I am using iTextSharp with VB.Net to stamp images onto PDF documents. (Since this is not language specific I tagged for C#, too.) I have two applications using the process.
-
The first uses the bytes from the memorystream to display the PDF
documents online. This piece is working. -
The second uses the same function but instead saves the PDF to a
file. This piece generates an invalid PDF.
I have seen some similar questions, but they are all creating a document initially and have a document object in the code. Their memory streams are corrupt from the outset. My code does not have a document object and my original memory stream opens fine.

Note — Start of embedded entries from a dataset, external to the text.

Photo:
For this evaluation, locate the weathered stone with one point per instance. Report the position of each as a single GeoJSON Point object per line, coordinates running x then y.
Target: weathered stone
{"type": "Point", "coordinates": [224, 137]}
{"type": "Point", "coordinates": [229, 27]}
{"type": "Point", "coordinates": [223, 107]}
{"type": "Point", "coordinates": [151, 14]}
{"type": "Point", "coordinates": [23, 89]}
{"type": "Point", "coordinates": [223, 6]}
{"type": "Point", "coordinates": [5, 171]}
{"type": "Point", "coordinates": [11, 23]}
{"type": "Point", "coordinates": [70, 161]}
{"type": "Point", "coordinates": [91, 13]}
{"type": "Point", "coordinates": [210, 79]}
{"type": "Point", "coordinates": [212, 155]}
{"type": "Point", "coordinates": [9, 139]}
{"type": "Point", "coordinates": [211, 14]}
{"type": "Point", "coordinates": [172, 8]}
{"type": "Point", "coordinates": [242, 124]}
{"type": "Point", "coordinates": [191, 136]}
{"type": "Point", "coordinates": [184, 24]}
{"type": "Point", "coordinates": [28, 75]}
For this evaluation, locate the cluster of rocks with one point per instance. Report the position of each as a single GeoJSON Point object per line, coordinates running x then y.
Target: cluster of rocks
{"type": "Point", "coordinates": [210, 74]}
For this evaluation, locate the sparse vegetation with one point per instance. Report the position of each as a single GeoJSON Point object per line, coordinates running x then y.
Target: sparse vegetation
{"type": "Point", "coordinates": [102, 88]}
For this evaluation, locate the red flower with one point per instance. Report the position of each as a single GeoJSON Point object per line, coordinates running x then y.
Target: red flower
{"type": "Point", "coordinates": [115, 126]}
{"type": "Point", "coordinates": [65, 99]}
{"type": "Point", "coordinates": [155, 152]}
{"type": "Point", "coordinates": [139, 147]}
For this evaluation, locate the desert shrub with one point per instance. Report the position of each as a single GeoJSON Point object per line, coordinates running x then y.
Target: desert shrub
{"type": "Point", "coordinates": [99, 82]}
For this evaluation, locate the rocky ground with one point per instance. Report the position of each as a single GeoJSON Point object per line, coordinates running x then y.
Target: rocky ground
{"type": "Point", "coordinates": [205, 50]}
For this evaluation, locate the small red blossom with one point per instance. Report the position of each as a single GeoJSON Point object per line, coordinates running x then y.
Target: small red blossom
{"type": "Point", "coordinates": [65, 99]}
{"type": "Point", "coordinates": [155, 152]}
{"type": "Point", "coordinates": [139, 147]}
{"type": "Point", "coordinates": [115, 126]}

Here is the place where I get the error: (I have to put the buffer from m into a new memory stream because the stamper in the fillPDF function defaults to closing the stream unless marked otherwise.)
Dim m As MemoryStream = PDFHelper.fillPDF(filename, Nothing, markers, "")
Dim m2 As New MemoryStream(m.GetBuffer, 0, m.GetBuffer.Length)
Dim f As FileStream = New FileStream("C:\temp.pdf", FileMode.Create)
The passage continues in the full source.